The current problem Interactive Marketing practitioners are trying to solve - whether they want to admit it or not - is still "more eyeballs." Yep. Super Bowl advertising stuff. "How can we get more people to our website?" It is the rare marketer we come across that really drills into converting the same number of "eyeballs" into more cash. If you aren't focused on conversion, or better yet - Conversion Rate Optimization - how do you get to committing budget to getting the conversion the credit it deserves?
This brings us to the ClearSaleing acquisition.
I don't take this event as a real positive for the Interactive Attribution "industry." The concept of Attribution Modeling is ahead of its time and so is/was ClearSaleing. GSI was likely their largest revenue channel for a year now. This allows GSI to have a technology "add-on" for their 500 clients and gives ClearSaleing better access to that client pool. I am sure that add-on will still cost GSI clients a premium. But this has to hurt ClearSaleing's growth in the long run. Not exactly the rocket ship the industry wanted to see from Interactive Attribution at this point.
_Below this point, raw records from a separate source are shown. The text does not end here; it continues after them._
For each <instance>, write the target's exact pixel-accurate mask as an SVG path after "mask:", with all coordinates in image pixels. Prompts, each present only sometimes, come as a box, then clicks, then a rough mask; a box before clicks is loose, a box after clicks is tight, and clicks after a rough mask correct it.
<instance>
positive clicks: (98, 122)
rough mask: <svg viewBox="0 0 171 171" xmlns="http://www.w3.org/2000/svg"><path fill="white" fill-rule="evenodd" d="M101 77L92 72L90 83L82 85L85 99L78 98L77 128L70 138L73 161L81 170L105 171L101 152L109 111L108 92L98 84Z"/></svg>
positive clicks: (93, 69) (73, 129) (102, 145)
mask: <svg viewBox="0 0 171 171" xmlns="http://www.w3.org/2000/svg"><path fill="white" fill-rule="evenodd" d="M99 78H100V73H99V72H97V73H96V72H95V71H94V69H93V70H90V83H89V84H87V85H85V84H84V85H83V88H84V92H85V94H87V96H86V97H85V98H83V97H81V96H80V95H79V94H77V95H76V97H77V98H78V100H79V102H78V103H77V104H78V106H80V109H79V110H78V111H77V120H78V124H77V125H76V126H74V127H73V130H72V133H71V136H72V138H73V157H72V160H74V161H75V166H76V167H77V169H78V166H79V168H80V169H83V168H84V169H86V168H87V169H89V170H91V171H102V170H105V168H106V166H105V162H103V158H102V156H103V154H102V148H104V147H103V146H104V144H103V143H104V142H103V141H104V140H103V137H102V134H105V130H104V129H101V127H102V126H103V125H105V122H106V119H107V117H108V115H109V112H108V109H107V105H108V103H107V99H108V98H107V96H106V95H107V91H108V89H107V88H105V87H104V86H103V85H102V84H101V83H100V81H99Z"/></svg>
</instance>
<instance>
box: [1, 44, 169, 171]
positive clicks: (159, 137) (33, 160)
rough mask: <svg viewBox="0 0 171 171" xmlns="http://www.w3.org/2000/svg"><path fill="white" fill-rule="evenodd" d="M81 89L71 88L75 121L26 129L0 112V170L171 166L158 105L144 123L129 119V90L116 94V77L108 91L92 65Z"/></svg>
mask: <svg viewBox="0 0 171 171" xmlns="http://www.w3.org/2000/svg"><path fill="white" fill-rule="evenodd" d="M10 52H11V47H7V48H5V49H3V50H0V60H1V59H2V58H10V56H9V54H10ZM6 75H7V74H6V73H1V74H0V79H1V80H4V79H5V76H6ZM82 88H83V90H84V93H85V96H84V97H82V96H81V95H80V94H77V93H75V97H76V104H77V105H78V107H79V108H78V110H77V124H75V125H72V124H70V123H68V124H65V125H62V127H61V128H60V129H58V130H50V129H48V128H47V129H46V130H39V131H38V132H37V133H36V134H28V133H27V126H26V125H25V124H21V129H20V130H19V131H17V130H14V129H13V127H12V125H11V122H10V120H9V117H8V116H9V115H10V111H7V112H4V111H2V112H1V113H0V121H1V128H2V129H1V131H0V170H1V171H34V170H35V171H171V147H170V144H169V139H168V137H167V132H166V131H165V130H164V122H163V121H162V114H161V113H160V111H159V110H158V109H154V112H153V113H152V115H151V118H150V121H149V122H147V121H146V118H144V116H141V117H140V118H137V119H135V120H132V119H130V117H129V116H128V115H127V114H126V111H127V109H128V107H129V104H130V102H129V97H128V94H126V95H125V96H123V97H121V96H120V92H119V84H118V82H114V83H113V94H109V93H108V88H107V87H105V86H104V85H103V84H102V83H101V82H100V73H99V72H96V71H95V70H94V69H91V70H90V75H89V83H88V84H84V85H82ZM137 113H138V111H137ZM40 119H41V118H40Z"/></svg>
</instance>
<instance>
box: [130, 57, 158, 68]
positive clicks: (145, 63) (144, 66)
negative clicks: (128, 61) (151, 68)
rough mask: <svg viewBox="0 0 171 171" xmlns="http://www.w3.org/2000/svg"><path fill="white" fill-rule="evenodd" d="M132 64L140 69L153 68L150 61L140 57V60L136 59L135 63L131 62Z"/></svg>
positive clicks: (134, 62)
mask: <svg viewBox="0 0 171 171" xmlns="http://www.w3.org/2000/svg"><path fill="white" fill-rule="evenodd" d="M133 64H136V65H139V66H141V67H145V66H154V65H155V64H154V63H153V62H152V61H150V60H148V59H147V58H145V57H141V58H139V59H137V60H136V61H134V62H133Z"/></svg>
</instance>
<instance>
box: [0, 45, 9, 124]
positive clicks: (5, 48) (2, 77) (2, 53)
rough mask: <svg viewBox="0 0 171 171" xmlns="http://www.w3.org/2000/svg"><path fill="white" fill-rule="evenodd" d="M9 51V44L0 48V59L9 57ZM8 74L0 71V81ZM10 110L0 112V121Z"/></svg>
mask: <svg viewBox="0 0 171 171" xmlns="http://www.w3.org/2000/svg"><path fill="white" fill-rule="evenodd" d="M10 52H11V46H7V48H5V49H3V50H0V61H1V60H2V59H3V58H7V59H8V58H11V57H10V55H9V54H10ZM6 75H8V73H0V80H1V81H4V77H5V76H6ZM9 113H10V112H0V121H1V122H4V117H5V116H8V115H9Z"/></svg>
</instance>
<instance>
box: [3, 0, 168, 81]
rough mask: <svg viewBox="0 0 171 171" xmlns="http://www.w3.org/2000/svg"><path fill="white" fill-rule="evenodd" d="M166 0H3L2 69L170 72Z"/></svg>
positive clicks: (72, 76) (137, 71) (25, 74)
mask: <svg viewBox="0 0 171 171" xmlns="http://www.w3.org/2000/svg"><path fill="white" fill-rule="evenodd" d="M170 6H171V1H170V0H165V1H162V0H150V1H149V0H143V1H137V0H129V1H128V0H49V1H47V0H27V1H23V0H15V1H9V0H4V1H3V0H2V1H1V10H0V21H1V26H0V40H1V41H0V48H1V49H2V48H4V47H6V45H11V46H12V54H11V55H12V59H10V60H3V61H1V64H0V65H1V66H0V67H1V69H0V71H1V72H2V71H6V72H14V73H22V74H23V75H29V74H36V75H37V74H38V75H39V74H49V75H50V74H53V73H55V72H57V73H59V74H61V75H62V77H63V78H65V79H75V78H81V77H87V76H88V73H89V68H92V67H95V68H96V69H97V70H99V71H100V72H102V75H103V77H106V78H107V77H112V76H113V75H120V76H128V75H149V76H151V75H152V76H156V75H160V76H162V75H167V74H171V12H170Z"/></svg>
Dax Hamman provided some follow up thoughts for this blog post that fit in with how I see Interactive Attribution following the Clear Saleing deal. "ClearSaleing did well in terms of getting an offering into market and have benefited with the acquisition, but it will not be the last deal in this space. TagMan has recently announced additional funding too by iNovia, and further investment and consolidation will come. It is likely that investment will come first to help such firms work out exactly what the offering needs to be, something that is still a grey area, and then in 2012 and 2013 the consolidation will follow."
Hamman's point lines up well with events we have seen in the past in Interactive Advertising; namely, web analytics. WebTrends was the first great web analytics company and they were acquired by NetIQ back in 2001. First movers were into WebTrends, but it couldn't stand on its own at the time. Several years later web analytics saw WebSideStory, Urchin, Visual Sciences, Omniture, Coremetrics and scores of other vendors taking the market by storm in 2006.
I'd expect that we won't see Interactive Attribution gain real traction for years to come; there simply isn't demand for it. But there is a lot of room to run. The catalyst I would look for is when companies start to really fall into a pattern on Conversion Rate Optimization. At that point simple conversion data won't be good enough, marketers will become passionate about more accurate attribution.